Commuting from Schaghticoke took too much time each day, so McDermott and her husband, Sean, bought a camper and moved to the Moreau property with her son in order to get work done.

And early this year, a friend and fellow Cornell alum, Amy Del Prado, provided  help by letting the world know about Dancing Grain Brewery on social media. So when doors first opened, McDermott was overwhelmed by the response.

“We weren’t initially prepared for the turnout,” she said. “It was like, ‘Oh my god, this is great, now I’m terrified. How do I manage this?’ There was a lot of pivoting and changing taking place.”

All Dancing Grain beer is sold on tap at the brewery.

“We don’t distribute our beer at this point, I don’t know if we ever will,” McDermott said. “It’s really important that people come here because every dollar spent here goes back into this place. We have more to do. There are still some old structures on site and landscaping that can be done.”

West Wind Ag LLC owns the land Dancing Grain Brewery is situated on and her father and uncle, James and Bob Czub, do much of the physical farm work.

One surprising aspect that greets visitors, not found at most craft breweries, is the sound of children playing outside in the peaceful farming setting. “Younger parents in particular want to let kids run around in a safe place,” McDermott said. “At a restaurant, they might spend money on things kids don’t want to eat.

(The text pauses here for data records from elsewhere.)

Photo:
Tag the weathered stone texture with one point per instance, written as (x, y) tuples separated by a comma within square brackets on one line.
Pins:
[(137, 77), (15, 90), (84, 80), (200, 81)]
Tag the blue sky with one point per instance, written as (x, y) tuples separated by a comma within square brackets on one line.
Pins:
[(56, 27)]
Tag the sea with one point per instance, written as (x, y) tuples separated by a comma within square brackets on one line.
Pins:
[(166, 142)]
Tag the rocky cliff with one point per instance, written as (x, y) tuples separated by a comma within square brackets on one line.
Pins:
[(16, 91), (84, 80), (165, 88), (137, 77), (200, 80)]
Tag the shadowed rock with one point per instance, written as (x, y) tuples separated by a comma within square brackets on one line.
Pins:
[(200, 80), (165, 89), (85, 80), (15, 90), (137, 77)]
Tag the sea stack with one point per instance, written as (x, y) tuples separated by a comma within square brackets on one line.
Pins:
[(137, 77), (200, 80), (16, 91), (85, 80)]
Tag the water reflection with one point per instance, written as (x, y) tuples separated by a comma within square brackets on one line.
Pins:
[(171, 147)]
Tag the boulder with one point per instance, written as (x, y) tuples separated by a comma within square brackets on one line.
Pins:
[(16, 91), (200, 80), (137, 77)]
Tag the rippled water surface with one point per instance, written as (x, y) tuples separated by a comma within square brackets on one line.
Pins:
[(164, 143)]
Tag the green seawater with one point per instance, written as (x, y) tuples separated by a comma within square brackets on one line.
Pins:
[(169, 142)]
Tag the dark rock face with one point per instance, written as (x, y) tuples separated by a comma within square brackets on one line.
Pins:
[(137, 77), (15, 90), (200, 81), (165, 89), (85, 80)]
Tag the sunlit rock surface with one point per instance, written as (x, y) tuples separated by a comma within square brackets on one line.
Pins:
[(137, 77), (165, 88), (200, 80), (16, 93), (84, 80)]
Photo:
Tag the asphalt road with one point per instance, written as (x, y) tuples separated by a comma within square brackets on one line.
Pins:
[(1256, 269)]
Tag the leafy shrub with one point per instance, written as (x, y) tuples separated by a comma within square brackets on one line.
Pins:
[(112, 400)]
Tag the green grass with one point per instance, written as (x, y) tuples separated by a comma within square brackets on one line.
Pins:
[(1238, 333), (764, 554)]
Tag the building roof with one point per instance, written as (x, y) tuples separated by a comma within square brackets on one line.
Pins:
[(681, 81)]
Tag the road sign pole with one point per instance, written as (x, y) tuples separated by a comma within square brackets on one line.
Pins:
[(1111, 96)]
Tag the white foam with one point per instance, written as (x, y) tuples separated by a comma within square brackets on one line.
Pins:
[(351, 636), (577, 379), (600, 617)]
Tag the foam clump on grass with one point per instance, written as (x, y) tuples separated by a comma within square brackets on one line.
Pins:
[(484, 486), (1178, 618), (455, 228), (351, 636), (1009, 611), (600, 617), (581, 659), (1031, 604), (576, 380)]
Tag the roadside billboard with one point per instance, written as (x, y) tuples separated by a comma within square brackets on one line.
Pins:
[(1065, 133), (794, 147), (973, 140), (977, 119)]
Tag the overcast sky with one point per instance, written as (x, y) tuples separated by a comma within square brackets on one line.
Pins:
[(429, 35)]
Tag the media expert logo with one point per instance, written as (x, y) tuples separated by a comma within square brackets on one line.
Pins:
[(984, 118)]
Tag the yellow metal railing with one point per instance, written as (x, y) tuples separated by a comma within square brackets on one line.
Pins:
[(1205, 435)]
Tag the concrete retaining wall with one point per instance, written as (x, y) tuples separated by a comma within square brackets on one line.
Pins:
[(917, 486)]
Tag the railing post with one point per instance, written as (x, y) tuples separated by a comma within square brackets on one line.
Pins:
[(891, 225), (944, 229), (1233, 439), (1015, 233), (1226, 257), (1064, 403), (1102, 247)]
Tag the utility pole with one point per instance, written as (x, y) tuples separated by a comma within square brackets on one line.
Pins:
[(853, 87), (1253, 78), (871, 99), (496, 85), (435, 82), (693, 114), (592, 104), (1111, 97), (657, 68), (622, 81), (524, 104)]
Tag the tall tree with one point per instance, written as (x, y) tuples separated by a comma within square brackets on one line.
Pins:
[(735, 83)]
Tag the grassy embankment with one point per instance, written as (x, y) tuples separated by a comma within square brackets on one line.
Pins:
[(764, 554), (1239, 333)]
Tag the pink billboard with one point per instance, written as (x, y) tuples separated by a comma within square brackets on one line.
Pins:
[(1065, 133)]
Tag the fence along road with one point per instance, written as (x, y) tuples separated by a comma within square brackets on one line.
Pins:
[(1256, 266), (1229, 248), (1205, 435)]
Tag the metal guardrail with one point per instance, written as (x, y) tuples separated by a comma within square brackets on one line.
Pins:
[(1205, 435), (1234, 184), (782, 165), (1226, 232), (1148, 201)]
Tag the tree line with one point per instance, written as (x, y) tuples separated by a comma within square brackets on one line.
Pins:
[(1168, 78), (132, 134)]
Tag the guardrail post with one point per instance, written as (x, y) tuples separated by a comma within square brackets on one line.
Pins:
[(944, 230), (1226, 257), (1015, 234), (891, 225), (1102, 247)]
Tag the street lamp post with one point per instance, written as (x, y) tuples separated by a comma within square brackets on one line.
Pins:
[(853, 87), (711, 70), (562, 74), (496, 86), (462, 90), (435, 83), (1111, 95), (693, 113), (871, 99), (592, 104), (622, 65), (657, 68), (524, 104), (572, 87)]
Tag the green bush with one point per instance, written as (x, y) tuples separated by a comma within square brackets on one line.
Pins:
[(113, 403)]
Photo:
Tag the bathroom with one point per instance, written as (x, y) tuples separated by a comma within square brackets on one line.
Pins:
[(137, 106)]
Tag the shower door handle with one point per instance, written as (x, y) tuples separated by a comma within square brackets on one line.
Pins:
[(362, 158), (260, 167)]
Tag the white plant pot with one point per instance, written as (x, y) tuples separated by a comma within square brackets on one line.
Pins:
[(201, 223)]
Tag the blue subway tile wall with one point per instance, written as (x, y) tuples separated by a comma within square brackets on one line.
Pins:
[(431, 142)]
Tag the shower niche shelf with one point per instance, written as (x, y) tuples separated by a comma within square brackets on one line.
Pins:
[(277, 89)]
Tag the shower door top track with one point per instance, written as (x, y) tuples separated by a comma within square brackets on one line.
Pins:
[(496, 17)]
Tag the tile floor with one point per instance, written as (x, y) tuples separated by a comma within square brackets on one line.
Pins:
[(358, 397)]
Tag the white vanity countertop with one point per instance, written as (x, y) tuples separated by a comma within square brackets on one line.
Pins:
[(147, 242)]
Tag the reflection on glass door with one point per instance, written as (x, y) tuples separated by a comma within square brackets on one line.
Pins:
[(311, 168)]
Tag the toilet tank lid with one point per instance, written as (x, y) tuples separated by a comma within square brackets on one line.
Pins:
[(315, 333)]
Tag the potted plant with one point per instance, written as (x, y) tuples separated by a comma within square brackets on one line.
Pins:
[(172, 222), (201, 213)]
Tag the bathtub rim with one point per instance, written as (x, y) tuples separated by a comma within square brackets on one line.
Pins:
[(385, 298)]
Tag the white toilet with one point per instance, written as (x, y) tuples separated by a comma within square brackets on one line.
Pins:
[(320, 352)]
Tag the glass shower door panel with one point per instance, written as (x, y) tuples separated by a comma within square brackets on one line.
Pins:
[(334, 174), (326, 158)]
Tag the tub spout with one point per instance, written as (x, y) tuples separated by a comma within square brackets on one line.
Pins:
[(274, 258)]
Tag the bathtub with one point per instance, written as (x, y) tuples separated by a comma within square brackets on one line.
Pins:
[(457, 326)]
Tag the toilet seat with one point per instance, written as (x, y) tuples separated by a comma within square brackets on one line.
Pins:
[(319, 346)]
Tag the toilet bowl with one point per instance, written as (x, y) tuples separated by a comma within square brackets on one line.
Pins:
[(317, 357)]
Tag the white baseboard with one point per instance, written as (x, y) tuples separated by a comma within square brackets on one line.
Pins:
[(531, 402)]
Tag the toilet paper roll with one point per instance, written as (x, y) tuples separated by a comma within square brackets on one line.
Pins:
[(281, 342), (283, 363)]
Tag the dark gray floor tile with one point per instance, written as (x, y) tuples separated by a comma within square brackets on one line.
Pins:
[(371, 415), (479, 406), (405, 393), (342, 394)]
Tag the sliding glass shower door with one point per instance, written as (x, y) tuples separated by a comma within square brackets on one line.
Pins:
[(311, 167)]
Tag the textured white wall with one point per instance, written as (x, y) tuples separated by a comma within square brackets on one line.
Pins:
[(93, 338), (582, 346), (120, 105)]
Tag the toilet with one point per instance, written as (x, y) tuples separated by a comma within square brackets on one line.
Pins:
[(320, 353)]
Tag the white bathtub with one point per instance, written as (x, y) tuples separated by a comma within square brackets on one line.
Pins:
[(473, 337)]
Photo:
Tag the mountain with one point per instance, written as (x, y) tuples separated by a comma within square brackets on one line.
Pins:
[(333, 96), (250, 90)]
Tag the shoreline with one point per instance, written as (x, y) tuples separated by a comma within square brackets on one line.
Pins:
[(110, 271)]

We don’t serve food, but we let people bring food in. If you let people experience things the way they want to, they’re likely to stay. They’re likely to come back. But if you bring it in, you take it out. We’re not handling your trash.”

By next summer, McDermott hopes to make paths available through plots of grain where people can learn about malting barley, wheat, oats and rye. “It becomes informative and immersive, which is important, connecting to your supply chain. A lot goes into making beer, from fields to the glass. That’s what we want people to see. It’s really important to us.”